No recuerdo con exactitud cómo llegué. Llevaba días perdido, llovía a cántaros y la oscuridad era absoluta. El cansancio y el hambre me vencieron y caí inconsciente.
Era de día cuando desperté. Mientras intentaba incorporarme, escuché unas risas como de niños y me sentí observado. No les presté mayor atención, pues estaba tan ofuscado que creí padecer alucinaciones.
Sólo después de un rato pude levantarme. La luz del sol, que me daba de frente, me cegó. Luego de unos cuantos parpadeos logré observar donde me encontraba: un campo lleno de flores; algunas conocidas y muchas otras que veía por primera vez. Había, además, árboles cuyos frutos parecían peras, manzanas o uvas; pero de colores muy variados.
Me acerqué al árbol más próximo y tomé un racimo de uvas de un intenso rojo. Poseían un sabor exquisito y bastó para saciarme.
Más tarde, ya repuesto, decidí sentarme a admirar el paisaje. El cielo, de un azul como nunca había visto, estaba adornado por nubes que parecían auténticos algodones de azúcar. Ese terreno, de una fascinante variedad cromática me tenía tan absorto que olvidé por completo que estaba extraviado.
De repente, hubo un fuerte sonido como de cascabeles, y volvieron las risas que oí al despertar. Entonces me parecieron muy reales. Di unos cuantos pasos en la dirección de la cual provenían. Sentí un cosquilleo en mi nariz y sin saber por qué, empecé a reír. El ruido de los cascabeles aumentó.
Cientos de mariposas aparecieron de la nada. Su aleteo provocaba aquel escándalo. Dejaban tras ellas, una estela de polvo dorado. Revolotearon alrededor de mí por un rato y luego se alejaron y comenzaron a formar un círculo. Una intensa luz violeta surgió de sus alas. Al apagarse, aquellas mariposas habían tomado forma de mujer. Se encontraban desnudas, sus cuerpos eran divinos. Su cabello les llegaba por debajo de los hombros.
Una de ellas sonrió maliciosamente. Puso dos dedos en sus labios y me envió un beso, transformado en una pequeña mariposa, roja como la sangre, que se posó sobre mis labios. Corrió, fui tras ella, pues después de aquel beso, sólo quise estar a su lado.
Se paró frente a una muralla de arbustos que en el centro se abría formando un arco.

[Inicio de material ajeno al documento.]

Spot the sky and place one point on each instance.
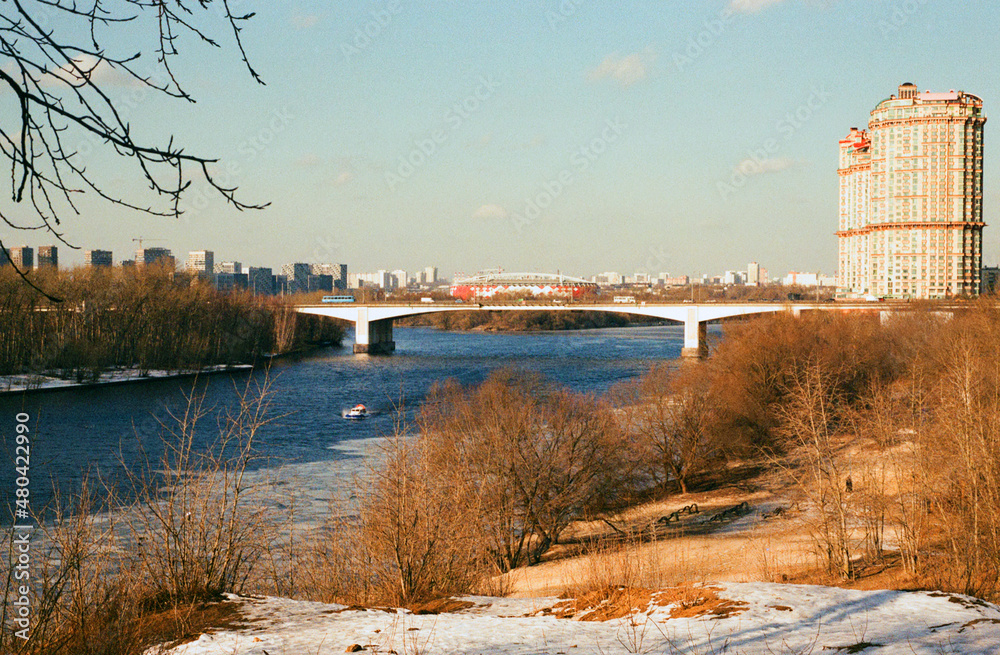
(536, 135)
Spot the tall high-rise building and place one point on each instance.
(97, 258)
(22, 257)
(336, 271)
(48, 257)
(201, 263)
(298, 276)
(911, 198)
(261, 281)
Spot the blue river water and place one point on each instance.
(102, 429)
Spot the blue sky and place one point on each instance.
(575, 135)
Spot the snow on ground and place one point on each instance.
(778, 619)
(34, 382)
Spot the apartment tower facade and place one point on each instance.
(911, 198)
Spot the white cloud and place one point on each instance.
(750, 6)
(309, 159)
(751, 167)
(625, 70)
(304, 21)
(490, 212)
(88, 67)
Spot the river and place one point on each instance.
(100, 429)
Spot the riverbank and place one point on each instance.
(41, 383)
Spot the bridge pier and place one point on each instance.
(695, 336)
(373, 337)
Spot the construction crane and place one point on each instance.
(141, 239)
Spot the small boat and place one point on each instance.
(356, 413)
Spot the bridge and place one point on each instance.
(373, 322)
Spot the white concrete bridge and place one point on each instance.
(373, 322)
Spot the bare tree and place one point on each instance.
(57, 57)
(671, 415)
(810, 422)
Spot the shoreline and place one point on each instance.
(33, 383)
(37, 383)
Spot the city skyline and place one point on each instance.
(684, 139)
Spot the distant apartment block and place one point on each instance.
(231, 281)
(48, 257)
(298, 276)
(609, 278)
(155, 256)
(23, 257)
(260, 281)
(810, 280)
(338, 272)
(201, 263)
(228, 267)
(911, 198)
(319, 283)
(101, 258)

Cuando estuve a unos pasos de alcanzarla se internó en aquel lugar. Me detuve para recuperar el aliento y luego entré yo también.
Había tres caminos, uno a cada lado y otro al frente. Mientras pensaba cual seguir, una risita me hizo voltear. Era ella, me llamó con una seña y corrió hacia el sendero de la derecha.

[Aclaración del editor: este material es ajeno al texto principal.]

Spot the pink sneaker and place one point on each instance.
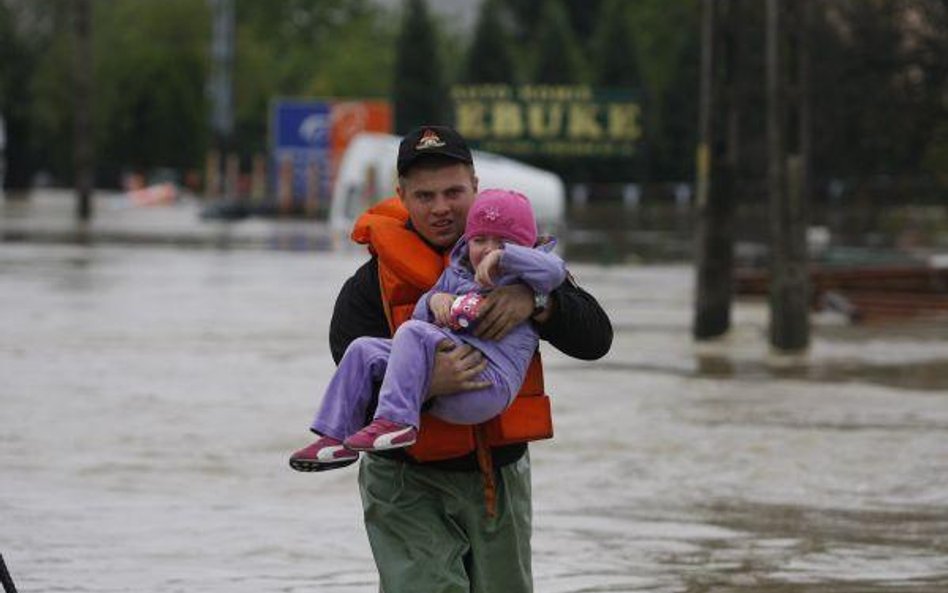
(325, 453)
(382, 435)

La cercanía de su risa me hacía olvidar mi agotamiento. Me adentré hasta llegar a un callejón sin salida que acababa en forma de círculo. En el centro había una fuente hecha de un extraño material. Su apariencia era una rara mezcla de oro y plata. En medio de ésta, había dos figuras de leones del mismo material, sentados sobre sus patas traseras, de cuyos hocicos manaba un vino de aroma embriagador.
Nuevamente la luz apareció y al irse, pude verla, sentada en la orilla de la fuente.

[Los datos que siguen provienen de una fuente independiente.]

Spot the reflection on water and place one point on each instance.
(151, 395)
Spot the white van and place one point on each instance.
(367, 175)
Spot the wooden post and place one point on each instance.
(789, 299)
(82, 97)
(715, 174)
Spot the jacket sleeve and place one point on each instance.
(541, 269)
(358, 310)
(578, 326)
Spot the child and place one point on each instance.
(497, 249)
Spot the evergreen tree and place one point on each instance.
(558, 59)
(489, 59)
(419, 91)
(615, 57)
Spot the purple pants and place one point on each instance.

La acompañaba un anciano que descansaba la cabeza en sus piernas y ella le acariciaba la cabellera, larga y canosa al igual que su barba. El viejo parecía dormido, pero abrió los ojos al oír mis pasos. Se puso de pie y me observó.
Nunca vi tanta felicidad reflejada en una mirada. Sonreía como un chiquillo. Éste Lugar es hermoso, ¿no crees?, me dijo. Le respondí que sí. Ahora yo debo marcharme, pero tú puedes quedarte aquí, junto al regazo de la joven, bebiendo el vino de la fuente.
Ven, acércate, me dijo ella. Su voz era tan dulce que no pude resistir. Me senté a su lado y coloqué mi cabeza en sus piernas y comenzó a jugar con mi cabello.
El anciano se alejó con paso lento pero seguro. Cuando por fin desapareció de mi vista, una pesadez me invadió, una opresión indescriptible se hacía sentir en mi cuerpo. Traté de levantarme, me fue imposible. Busqué al hada pero se había ido.
Ahora sé porque reía aquel hombre. No era a causa del paisaje, o porque podía disfrutar del increíble sabor del vino de la fuente. Ni siquiera sonreía por las caricias del hada. No, él era feliz por mi llegada. Porque yo ocuparía su lugar.
A treinta años de aquel día, sigo esperando el momento en que un hombre aparezca y yo pueda sonreír del mismo modo. Pues prefiero mi libertad a la belleza de este encierro.